Removed miscellaneous reader options and added a reader_fn parameter

Frank Chen · Frank Chen · commit a7a7c5b553cd · 2020-01-13T16:59:06.000-08:00
diff --git a/rfcs/20200107-tf-data-snapshot.md b/rfcs/20200107-tf-data-snapshot.md
@@ -72,10 +72,8 @@ def snapshot(path,
              compression=None,
              shard_size_bytes=None,
              pending_snapshot_expiry_seconds=None,
-             num_reader_threads=None,
              num_writer_threads=None,
-             shuffle_on_read=None,
-             shuffle_seed=None,
+             reader_fn=None,
              mode=None,
              snapshot_name=None):
   pass  # Implementation goes here.
@@ -96,13 +94,6 @@ def snapshot(path,
     stale and starts writing a snapshot from scratch again. Defaults to 86400
     seconds (1 day).
 
-1.  `num_reader_threads`: Optional.
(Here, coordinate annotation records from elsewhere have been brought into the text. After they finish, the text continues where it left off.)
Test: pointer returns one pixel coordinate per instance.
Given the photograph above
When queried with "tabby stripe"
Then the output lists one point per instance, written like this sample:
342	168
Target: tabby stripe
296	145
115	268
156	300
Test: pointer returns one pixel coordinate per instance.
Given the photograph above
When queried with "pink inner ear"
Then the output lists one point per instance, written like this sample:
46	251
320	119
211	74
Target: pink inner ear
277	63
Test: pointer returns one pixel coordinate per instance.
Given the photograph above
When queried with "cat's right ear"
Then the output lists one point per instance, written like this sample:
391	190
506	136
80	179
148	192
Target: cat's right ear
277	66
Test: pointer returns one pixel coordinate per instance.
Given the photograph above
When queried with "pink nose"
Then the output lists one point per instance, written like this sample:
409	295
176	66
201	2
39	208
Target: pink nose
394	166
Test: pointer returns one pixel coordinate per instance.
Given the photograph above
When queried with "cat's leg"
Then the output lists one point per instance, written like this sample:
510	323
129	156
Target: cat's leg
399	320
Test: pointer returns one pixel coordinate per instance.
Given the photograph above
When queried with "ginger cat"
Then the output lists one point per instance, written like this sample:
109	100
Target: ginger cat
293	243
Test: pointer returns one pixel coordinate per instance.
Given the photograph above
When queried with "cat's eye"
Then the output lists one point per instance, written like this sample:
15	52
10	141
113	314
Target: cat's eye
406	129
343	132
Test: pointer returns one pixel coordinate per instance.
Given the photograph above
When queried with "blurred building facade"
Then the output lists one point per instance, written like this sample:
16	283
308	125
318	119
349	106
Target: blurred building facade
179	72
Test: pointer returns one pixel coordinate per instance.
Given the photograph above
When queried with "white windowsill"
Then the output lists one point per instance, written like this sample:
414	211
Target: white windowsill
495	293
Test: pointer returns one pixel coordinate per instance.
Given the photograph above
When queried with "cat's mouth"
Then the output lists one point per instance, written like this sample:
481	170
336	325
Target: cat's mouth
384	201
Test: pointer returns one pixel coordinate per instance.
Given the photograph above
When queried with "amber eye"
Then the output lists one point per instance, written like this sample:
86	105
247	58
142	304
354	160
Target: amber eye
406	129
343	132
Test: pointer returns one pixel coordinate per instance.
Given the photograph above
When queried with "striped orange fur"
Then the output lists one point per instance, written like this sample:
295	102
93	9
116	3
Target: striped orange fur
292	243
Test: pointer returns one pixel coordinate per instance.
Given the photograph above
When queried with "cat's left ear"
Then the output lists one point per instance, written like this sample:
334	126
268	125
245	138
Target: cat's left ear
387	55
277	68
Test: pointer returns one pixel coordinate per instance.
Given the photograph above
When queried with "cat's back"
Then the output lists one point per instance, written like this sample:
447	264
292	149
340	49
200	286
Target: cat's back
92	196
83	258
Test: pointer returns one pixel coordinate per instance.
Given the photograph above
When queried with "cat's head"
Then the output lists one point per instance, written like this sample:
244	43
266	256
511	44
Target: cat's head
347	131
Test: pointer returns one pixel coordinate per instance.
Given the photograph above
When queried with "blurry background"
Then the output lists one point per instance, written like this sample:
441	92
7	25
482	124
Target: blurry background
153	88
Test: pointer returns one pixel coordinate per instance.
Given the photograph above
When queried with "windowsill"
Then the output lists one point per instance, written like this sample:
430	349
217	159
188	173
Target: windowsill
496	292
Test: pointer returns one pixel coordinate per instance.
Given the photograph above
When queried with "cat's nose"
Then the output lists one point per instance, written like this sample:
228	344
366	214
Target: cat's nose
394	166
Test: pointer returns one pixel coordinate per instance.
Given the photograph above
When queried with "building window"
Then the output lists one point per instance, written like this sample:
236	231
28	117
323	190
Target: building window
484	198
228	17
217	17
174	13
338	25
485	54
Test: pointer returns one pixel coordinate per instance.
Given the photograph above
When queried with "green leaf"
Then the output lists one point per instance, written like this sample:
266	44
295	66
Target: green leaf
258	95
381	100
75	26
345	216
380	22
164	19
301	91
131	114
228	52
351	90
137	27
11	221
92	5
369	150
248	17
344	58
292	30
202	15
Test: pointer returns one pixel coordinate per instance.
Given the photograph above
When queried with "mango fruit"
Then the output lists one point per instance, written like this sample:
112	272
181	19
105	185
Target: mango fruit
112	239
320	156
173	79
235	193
Number of threads to parallelize reading
-    from snapshot. Especially useful if compression is turned on since the
-    decompression operation tends to be intensive. If > 1, then
-    this might introduce non-determinism i.e. the order in which the elements
-    are read from the snapshot are different from the order they're written.
-    Defaults to AUTO. 
-
 1.  `num_writer_threads`: Optional. Number of threads to parallelize writing
     from snapshot. We'll open up `num_writer_threads` files and write to them in
     parallel. Especially useful if compression is turned on since the
@@ -111,15 +102,47 @@ def snapshot(path,
     are read from the upstream iterator are different from the order they're
     written. Defaults to AUTO. 
 
-1.  `shuffle_on_read`: Optional. If this is True, then snapshot randomizes the
-    order in which the snapshot files are read back. This emulates shuffling
-    of the input files during a training run (e.g. when `Dataset.list_files` 
-    is called with `shuffle` turned on). Defaults to False.
-
-1.  `shuffle_seed`: Optional. If shuffle_seed is set, the random number
-    generator used for shuffling (when `shuffle_on_read` is turned on) is seeded
-    by the given seed. Otherwise, it is seeded by a random seed that differs for
-    every run.
+1.  `reader_fn`: Optional. A user provided reader function to use when reading
+    the snapshot back. This allows the user to specify the concurrency and
+    randomization required when reading from the snapshot.
+
+    `reader_fn` should be a function that accepts two arguments: (1) a list of
+    snapshot file paths, and (2) a reference to a `SnapshotDataset` class.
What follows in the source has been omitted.